C.Halife Ömer’in Ekonomik Mülkiyet İlişkileri
C.1. Mısır valisi Amr bin Âs, Halife Ömer’e bir mektubunda “Mescidin yanında senin için bir ev yaptık.” diye yazınca Ömer de ona “Hicaz’da oturanın Mısır’da nasıl evi olabilir! Orayı halkın çarşısı yapın.” talimatını verir.[1]
C.2. Halife Ömer hac zamanında gözlem yaparken humuslularla konuşurken valinin iki katlı ev yaptığını öğrenince hem valiyi mektupla Medine’ya çağırdı hem de elçiye evi yakması talimatı verdi. Evi yanan vali Medine’ye gelince onu Harre’ye götürür ve zekât develerini gösterir. Valinin elbiselerini çıkarttırıp deve yününden yapılmış bir elbise giydirtir. Kuyudan su çektirip develeri sulatır. Sonra “İki katlı konak yaparak yoksul, dul ve yetimlerin haklarını yedin.” diyerek azarlar. Ardından halkın valisi olması için görevine gönderir.[2]
C.3. Halife Ömer, Bahreyn’den getirilen esirler içinde bir kadının oğlunun yolda satılmasını, bir kız çocuğunun annesinin satılmasını akrabalık bağını koparmak olarak değerlendirir ve Muhammed-22’yi kaynak göstererek reddeder.[3]

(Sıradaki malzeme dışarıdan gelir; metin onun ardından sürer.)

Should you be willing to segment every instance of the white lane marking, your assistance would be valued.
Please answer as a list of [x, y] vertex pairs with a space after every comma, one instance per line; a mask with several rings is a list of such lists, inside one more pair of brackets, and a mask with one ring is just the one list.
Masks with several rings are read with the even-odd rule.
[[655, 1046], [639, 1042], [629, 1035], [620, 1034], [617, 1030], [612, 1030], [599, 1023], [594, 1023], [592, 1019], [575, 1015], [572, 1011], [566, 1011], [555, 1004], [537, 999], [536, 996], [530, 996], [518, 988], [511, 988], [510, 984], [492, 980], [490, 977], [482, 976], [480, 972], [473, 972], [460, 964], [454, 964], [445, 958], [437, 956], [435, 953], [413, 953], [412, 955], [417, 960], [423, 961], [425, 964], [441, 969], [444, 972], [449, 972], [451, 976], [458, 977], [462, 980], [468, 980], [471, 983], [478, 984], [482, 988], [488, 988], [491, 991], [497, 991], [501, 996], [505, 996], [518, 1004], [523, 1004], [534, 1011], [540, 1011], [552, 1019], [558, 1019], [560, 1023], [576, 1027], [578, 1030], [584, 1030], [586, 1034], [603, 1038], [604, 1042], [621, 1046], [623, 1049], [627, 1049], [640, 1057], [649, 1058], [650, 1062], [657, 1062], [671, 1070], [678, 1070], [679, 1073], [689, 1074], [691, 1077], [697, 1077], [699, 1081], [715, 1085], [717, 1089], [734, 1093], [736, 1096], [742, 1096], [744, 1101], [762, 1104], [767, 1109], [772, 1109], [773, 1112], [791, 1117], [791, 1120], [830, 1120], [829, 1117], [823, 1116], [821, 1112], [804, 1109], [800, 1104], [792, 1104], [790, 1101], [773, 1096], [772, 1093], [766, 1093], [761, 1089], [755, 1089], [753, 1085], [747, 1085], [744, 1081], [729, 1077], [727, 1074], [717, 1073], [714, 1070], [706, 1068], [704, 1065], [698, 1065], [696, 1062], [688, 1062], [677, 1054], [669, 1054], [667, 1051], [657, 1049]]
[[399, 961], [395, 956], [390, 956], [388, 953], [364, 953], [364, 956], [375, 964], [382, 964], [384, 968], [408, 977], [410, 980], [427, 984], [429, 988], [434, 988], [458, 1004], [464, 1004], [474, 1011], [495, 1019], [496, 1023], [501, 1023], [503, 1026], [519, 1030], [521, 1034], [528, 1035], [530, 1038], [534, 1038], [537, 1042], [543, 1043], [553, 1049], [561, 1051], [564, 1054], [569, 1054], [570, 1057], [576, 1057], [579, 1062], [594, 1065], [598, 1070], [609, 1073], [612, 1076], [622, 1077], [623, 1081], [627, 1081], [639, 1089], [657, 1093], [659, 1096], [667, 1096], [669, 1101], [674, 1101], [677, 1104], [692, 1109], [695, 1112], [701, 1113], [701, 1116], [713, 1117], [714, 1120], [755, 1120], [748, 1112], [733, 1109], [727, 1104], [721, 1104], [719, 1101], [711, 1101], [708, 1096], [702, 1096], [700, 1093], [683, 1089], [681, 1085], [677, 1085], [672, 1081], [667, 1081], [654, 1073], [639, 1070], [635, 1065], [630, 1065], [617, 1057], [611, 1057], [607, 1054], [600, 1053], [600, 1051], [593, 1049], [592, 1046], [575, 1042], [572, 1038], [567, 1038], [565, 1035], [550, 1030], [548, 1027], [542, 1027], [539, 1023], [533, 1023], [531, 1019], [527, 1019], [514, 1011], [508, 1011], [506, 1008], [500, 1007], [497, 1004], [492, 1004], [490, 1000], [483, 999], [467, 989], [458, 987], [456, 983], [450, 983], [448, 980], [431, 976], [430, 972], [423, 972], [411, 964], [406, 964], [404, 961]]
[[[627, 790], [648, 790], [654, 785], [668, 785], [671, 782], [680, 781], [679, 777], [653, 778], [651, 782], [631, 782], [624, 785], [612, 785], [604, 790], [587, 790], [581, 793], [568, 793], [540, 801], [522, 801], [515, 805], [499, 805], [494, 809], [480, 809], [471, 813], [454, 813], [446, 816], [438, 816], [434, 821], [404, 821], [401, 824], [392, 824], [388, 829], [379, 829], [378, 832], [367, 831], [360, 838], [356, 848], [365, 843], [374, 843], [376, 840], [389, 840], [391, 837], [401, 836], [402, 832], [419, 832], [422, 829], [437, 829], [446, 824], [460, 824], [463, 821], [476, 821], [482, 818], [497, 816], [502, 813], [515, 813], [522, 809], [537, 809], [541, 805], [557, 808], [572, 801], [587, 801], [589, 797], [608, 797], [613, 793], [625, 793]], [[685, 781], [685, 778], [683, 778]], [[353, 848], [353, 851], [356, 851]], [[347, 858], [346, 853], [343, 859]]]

C.4. Peygamberin Yemen’e gönderdiği Muaz’dan Halife Ebû Bekir döneminde Ömer tarafından ihtiyacı dışında kalan elindeki mal fazlalığını Medine’ye göndermesini söylüyor ve Muaz önce dirense de kendisi getirip teslim ediyor.[4]
C.5. Hayberin alınmasından sonra Ömer’e arazi ganimeti düşer. Peygambere ne yapacağını sorunca “Gelirini tasadduk et.” der. Ömer de arazinin satılmaması, başkasına hibe edilmemesi ve miras bırakılmaması, gelirinin misafir, yoksul, köle, savaşanlar ve yakınlarına dağıtılması koşuluyla tasadduk etti.[5]
C.6. Halife Ömer özgürlüğüne kavuşturmak için Ebu Musa el-Eş’ari’ye bir cariye satın aldırır ve onu özgürleştirir.[6]
C.7. Halife Ömer, Mısır valisi Amr bin Âs’a mektubunda “Sen ve yanındakiler tokken ben ve yanımdakilerin aç olmasını dikkate almıyor musun, yazıklar olsun.” deyince Amr yüklü develer gönderir. Ömer tüm develeri yükleriyle birlikte halka dağıtır.[7]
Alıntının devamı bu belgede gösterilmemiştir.